454    {\bf Encoding Multivalued Symbols} ---
455    Since the ZP-Coder is a strictly binary coder, every message must be
456    reduced to a sequence of bits (#0#s or #1#s).  It is often convenient to
457    consider that a message is a sequence of symbols taking more than two
458    values.  For instance, a character string may be a sequence of bytes, and
459    each byte can take 256 values.  Each byte of course is composed of eight
460    bits that we can encode in sequence.  The real issue however consists of
461    deciding how we will use context variables in order to let the ZP-Coder
462    learn the probability distribution of the byte values.
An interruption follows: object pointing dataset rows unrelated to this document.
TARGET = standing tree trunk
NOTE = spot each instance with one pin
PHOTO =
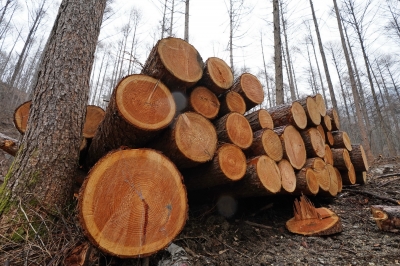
(42, 173)
(321, 48)
(278, 55)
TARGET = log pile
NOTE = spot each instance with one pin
(145, 154)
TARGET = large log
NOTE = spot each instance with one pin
(217, 75)
(228, 165)
(314, 143)
(359, 158)
(293, 146)
(203, 101)
(288, 114)
(140, 107)
(387, 218)
(341, 140)
(175, 62)
(266, 141)
(312, 111)
(231, 102)
(234, 128)
(260, 119)
(133, 203)
(190, 141)
(250, 88)
(332, 113)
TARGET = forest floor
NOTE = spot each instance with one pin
(209, 238)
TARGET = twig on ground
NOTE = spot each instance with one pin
(397, 202)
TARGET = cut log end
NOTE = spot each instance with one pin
(133, 211)
(145, 102)
(94, 115)
(311, 221)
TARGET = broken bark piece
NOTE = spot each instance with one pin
(260, 119)
(288, 114)
(250, 88)
(311, 221)
(231, 102)
(217, 75)
(203, 101)
(175, 62)
(387, 218)
(133, 203)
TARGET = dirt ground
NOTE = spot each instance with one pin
(211, 239)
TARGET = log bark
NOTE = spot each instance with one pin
(341, 159)
(175, 62)
(133, 203)
(341, 140)
(311, 109)
(288, 176)
(9, 144)
(228, 165)
(332, 113)
(288, 114)
(140, 107)
(387, 218)
(231, 102)
(203, 101)
(359, 158)
(319, 100)
(266, 141)
(190, 141)
(260, 119)
(293, 146)
(217, 75)
(314, 143)
(306, 182)
(234, 128)
(250, 88)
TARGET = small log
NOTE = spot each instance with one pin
(203, 101)
(288, 176)
(293, 146)
(311, 221)
(260, 119)
(133, 203)
(319, 100)
(231, 102)
(190, 141)
(217, 75)
(314, 143)
(175, 62)
(9, 144)
(266, 141)
(306, 182)
(359, 158)
(332, 113)
(327, 123)
(228, 165)
(311, 109)
(322, 132)
(341, 159)
(288, 114)
(328, 158)
(340, 181)
(329, 138)
(140, 107)
(234, 128)
(250, 88)
(21, 115)
(387, 218)
(361, 178)
(341, 140)
(349, 176)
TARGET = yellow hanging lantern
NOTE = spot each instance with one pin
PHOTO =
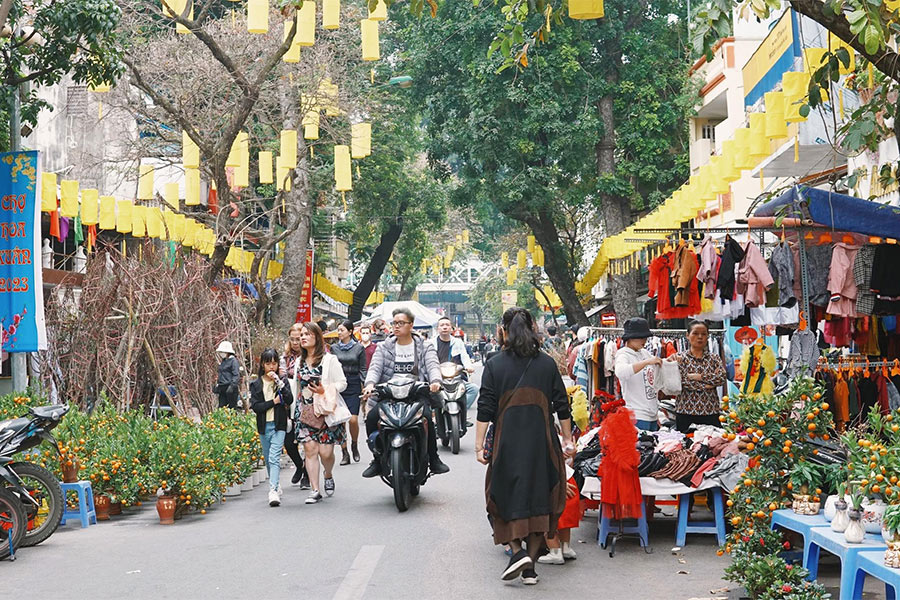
(759, 143)
(293, 53)
(265, 167)
(154, 222)
(48, 192)
(331, 14)
(311, 125)
(123, 216)
(742, 159)
(776, 126)
(370, 45)
(306, 24)
(138, 212)
(521, 259)
(289, 148)
(191, 187)
(380, 12)
(107, 212)
(586, 9)
(258, 16)
(360, 140)
(145, 182)
(342, 174)
(89, 200)
(171, 194)
(68, 198)
(190, 152)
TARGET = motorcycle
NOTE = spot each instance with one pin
(36, 488)
(453, 401)
(401, 444)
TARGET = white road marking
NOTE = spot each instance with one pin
(354, 584)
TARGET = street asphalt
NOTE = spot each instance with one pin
(352, 546)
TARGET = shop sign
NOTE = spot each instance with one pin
(21, 281)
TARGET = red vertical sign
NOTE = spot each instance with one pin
(304, 307)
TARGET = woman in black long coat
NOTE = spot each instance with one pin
(525, 486)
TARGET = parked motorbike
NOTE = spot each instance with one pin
(453, 401)
(401, 444)
(36, 488)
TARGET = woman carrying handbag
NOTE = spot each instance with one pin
(320, 381)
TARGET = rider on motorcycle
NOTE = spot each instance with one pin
(404, 353)
(452, 349)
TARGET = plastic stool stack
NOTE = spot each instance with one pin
(86, 513)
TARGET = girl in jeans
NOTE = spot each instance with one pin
(270, 399)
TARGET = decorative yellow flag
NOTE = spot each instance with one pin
(361, 140)
(48, 192)
(380, 12)
(107, 212)
(265, 167)
(258, 16)
(331, 14)
(145, 182)
(306, 24)
(343, 178)
(68, 198)
(89, 206)
(191, 187)
(370, 45)
(123, 216)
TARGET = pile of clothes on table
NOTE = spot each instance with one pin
(669, 454)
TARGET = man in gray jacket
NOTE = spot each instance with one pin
(404, 353)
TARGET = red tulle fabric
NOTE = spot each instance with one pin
(620, 492)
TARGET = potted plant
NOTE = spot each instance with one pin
(855, 532)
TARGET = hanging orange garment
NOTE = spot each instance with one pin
(841, 400)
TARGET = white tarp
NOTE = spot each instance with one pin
(425, 317)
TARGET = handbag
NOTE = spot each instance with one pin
(340, 415)
(489, 436)
(670, 378)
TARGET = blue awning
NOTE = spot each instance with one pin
(837, 211)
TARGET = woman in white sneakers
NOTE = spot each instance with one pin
(320, 379)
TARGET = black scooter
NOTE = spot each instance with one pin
(401, 445)
(36, 488)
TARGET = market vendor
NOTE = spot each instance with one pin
(702, 372)
(638, 388)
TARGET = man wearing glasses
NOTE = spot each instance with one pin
(403, 353)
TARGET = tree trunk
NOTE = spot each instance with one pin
(557, 266)
(377, 263)
(616, 211)
(286, 295)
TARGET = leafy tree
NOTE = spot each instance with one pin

464    The most significant bit #b0# decides whether the byte is in range 0..127
465    or in range 128..255.  We let the ZP-Coder learn how to predict this bit
466    by allocating one context variable for it.  The second most significant
467    byte #b1# has two distinct meanings depending of bit #b0#.  If bit #b0# is
468    #0#, bit #b1# decides whether the byte is in range 0..63 or 64..127.  If
469    bit #b0# is #1#, bit #b1# decides whether the byte is in range 128..191 or
470    192..255.  The prediction for bit #b1# must therefore depend on the value
471    of #b0#.  This is why we will allocate two context variables for this bit.
472    If bit #b0# is #0#, we will use the first variable; if bit #b0# is #1#, we
473    will use the second variable.  The next bit #b2# has four meanings and
474    therefore we will use four context variables, etc.  This analysis leads to
475    a total of #1+2+4+...+128# = #255# context variables for encoding one
476    byte.  This encoding procedure can be understood as a binary decision
477    tree with a dedicated context variable for predicting each decision.
478    \begin{verbatim}
479    [>=128]----n---[>=64?]----n----[>31?]  ...
480           \              `---y----[>95?]  ...
481            \
482             `--y---[>=192?]----n---[>=160?] ...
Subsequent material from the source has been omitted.